Of course, you should stay clear of irritating the computer profs. They will break into the mainframe and peruse your personal files until they find something worth black-mailing you with. Or they will hack your laptop and cause havoc: your e-mails deleted, your files scrambled, your photos erased and your bank accounts emptied.

And who should you be most careful not to attack? Language and literature professors! We are a gentle folk – give us a decent schedule and an office with a window and we are good to go. Nod politely to us in the hallways, provide excellent copy machines, fund the library and there will be peace in the valley. Yes, we can take committee minutes and proof-read your ridiculous memos.

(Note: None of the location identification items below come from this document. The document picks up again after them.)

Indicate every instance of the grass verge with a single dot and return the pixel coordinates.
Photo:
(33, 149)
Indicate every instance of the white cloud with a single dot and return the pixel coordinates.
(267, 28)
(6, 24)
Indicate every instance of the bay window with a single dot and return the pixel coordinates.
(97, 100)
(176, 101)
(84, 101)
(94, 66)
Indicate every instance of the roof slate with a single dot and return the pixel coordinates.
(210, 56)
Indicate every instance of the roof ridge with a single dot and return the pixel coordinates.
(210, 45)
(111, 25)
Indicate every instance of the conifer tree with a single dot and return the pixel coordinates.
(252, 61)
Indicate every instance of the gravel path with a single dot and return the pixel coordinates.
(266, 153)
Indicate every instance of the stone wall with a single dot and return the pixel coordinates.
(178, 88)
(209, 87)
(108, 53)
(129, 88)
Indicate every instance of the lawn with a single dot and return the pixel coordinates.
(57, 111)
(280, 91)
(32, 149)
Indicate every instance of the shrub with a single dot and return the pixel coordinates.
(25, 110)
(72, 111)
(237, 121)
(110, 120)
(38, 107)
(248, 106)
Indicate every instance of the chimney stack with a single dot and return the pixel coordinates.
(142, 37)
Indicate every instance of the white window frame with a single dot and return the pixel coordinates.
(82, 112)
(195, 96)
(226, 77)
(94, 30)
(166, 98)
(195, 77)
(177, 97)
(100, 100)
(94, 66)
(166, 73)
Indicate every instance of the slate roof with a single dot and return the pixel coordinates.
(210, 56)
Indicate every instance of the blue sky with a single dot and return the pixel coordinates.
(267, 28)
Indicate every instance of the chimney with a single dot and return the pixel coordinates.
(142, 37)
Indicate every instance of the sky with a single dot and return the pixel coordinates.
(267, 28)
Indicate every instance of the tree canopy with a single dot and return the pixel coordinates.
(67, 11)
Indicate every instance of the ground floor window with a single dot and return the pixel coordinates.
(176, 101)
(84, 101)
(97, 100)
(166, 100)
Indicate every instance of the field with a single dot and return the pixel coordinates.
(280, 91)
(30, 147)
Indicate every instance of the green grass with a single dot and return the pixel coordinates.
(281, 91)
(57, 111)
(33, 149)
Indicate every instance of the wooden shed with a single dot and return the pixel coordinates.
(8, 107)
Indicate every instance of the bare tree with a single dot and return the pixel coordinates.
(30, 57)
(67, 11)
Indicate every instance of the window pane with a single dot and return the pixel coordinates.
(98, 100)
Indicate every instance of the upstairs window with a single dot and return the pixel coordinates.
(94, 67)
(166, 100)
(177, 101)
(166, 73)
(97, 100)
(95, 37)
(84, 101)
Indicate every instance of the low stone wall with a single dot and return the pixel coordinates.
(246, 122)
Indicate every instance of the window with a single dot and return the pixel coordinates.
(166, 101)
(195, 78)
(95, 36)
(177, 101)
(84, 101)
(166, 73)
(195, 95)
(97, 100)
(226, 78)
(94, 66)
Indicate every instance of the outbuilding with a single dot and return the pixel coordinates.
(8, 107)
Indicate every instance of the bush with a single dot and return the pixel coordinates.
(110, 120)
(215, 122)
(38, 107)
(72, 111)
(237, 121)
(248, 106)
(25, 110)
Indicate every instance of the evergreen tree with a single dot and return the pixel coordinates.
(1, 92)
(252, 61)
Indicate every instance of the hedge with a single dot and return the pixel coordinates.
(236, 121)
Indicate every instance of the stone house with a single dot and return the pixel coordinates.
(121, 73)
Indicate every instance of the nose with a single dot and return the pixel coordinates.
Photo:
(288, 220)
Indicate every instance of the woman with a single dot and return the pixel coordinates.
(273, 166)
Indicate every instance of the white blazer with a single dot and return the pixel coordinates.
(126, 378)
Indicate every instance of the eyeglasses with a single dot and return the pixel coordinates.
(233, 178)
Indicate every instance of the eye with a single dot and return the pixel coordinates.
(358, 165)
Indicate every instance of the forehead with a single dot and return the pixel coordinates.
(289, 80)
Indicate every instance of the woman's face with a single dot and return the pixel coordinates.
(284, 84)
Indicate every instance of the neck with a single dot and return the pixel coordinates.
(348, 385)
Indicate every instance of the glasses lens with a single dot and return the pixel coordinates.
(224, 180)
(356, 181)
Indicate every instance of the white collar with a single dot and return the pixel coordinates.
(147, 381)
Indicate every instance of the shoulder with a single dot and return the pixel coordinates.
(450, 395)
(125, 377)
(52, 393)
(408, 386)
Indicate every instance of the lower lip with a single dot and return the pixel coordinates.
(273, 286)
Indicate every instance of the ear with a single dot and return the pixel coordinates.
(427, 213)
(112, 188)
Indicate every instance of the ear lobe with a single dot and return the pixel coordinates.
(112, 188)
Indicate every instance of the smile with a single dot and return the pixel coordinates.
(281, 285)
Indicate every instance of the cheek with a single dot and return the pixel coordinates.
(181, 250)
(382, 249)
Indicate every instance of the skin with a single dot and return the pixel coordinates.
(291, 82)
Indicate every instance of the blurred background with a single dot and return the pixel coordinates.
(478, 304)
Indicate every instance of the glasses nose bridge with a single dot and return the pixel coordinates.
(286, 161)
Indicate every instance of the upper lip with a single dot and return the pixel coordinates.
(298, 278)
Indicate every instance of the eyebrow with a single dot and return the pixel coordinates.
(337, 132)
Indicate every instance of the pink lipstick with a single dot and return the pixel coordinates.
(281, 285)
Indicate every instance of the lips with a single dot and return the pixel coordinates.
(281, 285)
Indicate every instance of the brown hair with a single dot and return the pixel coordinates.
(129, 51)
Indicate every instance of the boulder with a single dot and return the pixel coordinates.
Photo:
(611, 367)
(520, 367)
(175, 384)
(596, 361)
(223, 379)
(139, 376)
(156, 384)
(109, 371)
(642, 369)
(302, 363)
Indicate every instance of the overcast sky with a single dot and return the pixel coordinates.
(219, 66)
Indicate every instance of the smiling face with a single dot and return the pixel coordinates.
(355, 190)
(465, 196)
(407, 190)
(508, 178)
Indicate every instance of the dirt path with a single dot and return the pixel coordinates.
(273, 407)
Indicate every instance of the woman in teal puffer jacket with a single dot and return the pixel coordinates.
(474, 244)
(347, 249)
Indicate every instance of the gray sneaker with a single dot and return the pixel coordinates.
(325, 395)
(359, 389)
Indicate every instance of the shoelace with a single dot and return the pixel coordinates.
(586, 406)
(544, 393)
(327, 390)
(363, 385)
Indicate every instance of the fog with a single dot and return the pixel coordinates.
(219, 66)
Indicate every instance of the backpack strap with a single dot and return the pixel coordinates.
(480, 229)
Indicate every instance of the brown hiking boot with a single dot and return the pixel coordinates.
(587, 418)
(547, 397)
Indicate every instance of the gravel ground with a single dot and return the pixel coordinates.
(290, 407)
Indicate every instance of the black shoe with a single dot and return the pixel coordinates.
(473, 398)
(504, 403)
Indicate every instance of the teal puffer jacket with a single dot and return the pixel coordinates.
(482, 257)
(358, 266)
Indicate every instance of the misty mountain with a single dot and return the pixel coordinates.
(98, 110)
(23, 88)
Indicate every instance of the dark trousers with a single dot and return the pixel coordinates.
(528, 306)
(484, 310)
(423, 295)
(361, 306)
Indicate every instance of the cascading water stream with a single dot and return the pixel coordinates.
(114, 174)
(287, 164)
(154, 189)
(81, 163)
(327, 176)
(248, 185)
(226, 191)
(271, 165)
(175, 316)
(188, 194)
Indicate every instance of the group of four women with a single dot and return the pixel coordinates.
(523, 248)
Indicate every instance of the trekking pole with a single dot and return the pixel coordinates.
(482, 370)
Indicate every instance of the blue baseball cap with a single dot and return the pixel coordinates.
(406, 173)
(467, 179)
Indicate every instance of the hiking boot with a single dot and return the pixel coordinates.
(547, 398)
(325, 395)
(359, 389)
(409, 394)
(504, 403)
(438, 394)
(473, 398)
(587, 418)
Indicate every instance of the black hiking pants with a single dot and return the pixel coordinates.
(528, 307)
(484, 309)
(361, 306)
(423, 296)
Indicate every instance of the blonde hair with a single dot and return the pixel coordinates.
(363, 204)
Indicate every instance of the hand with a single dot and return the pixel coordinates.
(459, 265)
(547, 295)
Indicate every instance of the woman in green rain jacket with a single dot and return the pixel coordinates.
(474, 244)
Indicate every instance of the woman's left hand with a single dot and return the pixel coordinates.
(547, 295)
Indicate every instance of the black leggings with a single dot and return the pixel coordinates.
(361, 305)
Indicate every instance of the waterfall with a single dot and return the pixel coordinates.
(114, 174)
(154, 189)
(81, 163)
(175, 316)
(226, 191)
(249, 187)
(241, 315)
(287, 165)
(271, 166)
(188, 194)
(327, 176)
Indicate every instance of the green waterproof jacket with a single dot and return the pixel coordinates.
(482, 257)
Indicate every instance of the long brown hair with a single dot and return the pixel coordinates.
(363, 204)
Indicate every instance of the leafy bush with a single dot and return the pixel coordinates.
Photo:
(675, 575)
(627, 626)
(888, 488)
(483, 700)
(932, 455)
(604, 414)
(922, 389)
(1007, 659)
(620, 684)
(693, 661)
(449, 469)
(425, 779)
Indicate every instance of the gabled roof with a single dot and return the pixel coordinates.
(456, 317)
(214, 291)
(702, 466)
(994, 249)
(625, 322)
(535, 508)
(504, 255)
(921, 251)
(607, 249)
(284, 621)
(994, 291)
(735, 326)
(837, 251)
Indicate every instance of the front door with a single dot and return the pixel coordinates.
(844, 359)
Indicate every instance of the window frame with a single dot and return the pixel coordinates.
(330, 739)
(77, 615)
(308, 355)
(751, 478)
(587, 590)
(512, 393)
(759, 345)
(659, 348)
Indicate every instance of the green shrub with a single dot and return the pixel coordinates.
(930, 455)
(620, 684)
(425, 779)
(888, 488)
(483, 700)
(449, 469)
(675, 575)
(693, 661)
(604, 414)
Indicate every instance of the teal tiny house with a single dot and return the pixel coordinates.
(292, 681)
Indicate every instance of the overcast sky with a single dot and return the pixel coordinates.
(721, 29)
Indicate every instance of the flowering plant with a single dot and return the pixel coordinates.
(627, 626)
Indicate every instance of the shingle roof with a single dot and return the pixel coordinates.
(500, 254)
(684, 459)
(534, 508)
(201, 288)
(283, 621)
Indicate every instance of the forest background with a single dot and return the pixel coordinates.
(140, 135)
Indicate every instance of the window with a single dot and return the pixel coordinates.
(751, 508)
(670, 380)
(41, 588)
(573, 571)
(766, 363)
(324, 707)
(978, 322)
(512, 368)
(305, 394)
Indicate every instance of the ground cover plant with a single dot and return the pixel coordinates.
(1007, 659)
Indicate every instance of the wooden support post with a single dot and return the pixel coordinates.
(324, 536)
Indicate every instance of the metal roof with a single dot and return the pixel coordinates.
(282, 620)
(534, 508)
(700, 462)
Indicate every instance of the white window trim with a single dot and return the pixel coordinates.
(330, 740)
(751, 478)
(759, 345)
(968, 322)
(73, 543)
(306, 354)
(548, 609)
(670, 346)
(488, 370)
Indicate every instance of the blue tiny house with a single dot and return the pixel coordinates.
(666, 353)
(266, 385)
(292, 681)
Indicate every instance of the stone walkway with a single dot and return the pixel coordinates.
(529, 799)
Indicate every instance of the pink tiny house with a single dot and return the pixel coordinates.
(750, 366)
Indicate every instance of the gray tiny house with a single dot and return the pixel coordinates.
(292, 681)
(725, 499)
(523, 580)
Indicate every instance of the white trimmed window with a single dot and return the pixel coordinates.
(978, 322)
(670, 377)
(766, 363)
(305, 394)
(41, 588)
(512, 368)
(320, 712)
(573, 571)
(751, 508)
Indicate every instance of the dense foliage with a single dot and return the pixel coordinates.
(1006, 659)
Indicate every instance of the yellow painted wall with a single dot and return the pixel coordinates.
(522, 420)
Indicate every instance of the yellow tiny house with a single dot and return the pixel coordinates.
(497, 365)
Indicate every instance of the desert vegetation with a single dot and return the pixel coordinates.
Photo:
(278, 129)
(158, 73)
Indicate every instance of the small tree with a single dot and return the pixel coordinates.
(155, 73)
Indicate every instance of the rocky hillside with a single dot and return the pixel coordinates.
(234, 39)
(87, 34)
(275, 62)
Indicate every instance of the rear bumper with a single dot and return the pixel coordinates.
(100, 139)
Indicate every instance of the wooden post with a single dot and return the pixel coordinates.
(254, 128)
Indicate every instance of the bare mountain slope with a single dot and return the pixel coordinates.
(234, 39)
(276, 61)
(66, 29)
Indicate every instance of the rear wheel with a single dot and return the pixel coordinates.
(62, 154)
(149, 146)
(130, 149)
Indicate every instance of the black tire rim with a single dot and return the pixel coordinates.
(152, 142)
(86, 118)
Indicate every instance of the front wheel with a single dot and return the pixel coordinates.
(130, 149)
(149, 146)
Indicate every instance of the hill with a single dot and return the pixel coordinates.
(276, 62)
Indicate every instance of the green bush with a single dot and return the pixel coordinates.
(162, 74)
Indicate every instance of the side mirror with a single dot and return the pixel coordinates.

But there are limits. Do not cross us for we swim in metaphors. We have spent decades reading the sharpest wits who have concocted the most biting insults and the most twisted revenges. You were doing what… working on feasibility studies, arguing over the budget for whiteboards, proposing new majors and ironing out the registration schedule? We were reading how scribes took down the Roman Empire and proto-language professors wrote broadsheets that brought down monarchies.

We have Machiavelli, Lucrezia Borgia, the Scarlet Pimpernel and the Count of Monte Crisco on speed-dial; we have maxims from the Art of War tattooed on our bodies. Who do you think took down Rasputin? Guards? Soldiers? Someone from the government? No! It was a badly mistreated literature lecturer from St Petersburg University.

If you dare attack us, we will come up with the cruelest nick-names for you. We will generate machinations that would make Michael Corleone blush. We, unlike those kindly simpletons in Social Work, wield irony like a stiletto. We will send you kindly messages saying that we did not quite understand your last memo and could you please make your point a little more clearly?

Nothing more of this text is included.